Biden insists that the negotiations are about the budget, not about default and maintains that the two parties have conflicting visions of the United States. According to the president, the Republicans want to put that burden on the shoulders of working and middle-class Americans, with cuts in teachers, police officers, border patrol agents and longer wait times for Social Security applications. Biden wants to make companies pay (especially oil and pharmaceutical companies) and high incomes.

Congressmen have adjourned for the holiday weekend (Monday is Memorial Day) without reaching an agreement, but negotiators, including McCarthy and Patrick McHenry, a North Carolina Republican , they will continue working during the weekend. “We know where our differences are. We don't have an agreement yet. We knew it would not be easy. It is difficult, but we are working. And we're going to keep working until we get it done," McCarthy told reporters on Capitol Hill.

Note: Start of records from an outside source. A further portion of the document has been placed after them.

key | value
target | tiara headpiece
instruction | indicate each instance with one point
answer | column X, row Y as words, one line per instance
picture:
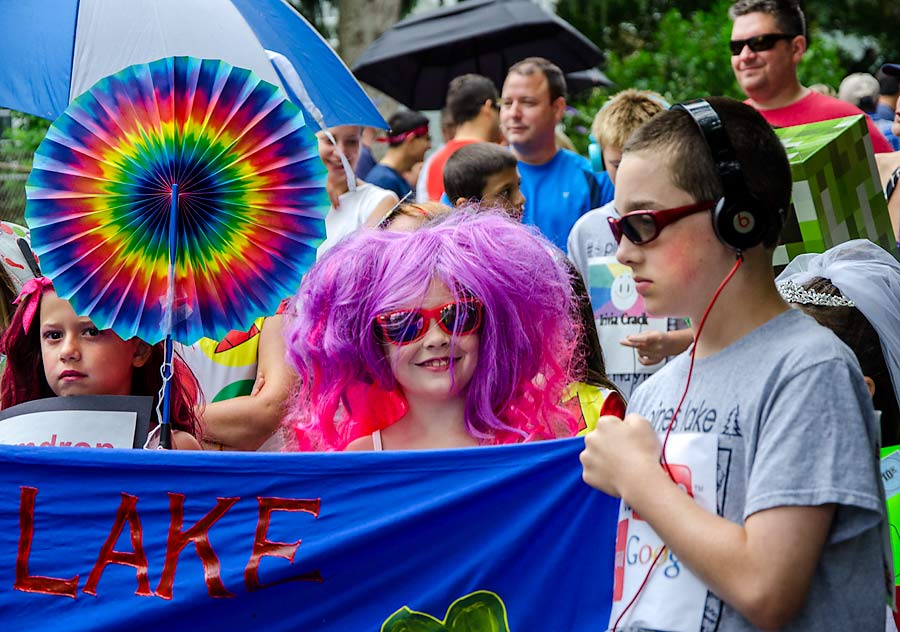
column 793, row 293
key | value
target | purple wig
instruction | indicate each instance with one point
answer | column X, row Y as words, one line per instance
column 527, row 339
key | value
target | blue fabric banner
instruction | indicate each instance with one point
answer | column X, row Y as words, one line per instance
column 493, row 539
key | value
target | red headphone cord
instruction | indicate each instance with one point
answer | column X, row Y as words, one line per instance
column 662, row 455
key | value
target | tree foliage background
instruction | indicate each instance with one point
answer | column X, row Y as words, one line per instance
column 677, row 49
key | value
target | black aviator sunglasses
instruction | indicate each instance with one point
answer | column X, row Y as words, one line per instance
column 758, row 43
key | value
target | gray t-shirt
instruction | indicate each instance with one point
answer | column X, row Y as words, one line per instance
column 795, row 426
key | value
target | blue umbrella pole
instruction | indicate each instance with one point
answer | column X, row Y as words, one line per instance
column 165, row 428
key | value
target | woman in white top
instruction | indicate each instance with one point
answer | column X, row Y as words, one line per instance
column 352, row 201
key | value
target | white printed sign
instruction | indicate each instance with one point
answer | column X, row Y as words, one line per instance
column 673, row 598
column 80, row 422
column 619, row 312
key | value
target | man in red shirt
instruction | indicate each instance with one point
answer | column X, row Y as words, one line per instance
column 474, row 105
column 768, row 40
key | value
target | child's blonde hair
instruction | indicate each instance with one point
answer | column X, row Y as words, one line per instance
column 623, row 114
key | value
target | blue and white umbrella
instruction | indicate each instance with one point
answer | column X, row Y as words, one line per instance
column 54, row 50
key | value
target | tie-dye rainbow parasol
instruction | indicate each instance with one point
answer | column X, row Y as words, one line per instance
column 203, row 147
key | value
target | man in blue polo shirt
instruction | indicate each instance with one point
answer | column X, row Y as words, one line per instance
column 559, row 186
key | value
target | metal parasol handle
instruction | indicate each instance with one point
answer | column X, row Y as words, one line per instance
column 165, row 428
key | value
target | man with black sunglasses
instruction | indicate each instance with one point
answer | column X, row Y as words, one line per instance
column 768, row 40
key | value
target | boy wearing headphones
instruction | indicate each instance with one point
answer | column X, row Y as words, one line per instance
column 767, row 511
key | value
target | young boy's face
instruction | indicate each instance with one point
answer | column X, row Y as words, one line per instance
column 677, row 272
column 502, row 189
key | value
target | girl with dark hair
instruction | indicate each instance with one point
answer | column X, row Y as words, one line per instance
column 458, row 334
column 854, row 290
column 50, row 351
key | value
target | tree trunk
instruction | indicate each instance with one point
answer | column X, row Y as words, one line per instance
column 361, row 22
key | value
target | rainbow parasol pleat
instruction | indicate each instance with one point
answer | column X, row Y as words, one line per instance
column 251, row 199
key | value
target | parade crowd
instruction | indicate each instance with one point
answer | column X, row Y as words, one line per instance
column 506, row 289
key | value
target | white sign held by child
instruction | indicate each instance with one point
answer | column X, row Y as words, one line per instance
column 673, row 598
column 92, row 421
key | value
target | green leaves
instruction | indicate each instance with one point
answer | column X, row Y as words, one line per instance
column 480, row 611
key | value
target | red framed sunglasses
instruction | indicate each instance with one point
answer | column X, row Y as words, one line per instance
column 404, row 326
column 642, row 227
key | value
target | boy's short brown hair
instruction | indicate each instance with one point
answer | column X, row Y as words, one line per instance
column 622, row 114
column 675, row 140
column 468, row 168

The markets will be closed for three days and the hope is that they will be enough to close a deal. Markets have been suffering from uncertainty. The stock markets have accumulated several days of decline and the debt market has suffered some distortions. In particular, investors are demanding a risk premium for bills that mature at the beginning of June, on the days with the highest risk of default. The annualized return on these bills has been at times above 7%, but in reality they are only a few days away from expiration, so the premium is minimal. One-year bills are at 5.2%, in line with official short-term interest rates.

Fitch has placed the US AAA credit rating on negative watch and DBRS Morningstar has done the same. Interestingly, the experience of 2011 suggests that even in a Treasury default risk scenario, investors (paradoxically) seek refuge in Treasuries, which often causes them to rise in price and lower their interest rates. The stock market is usually the most punished.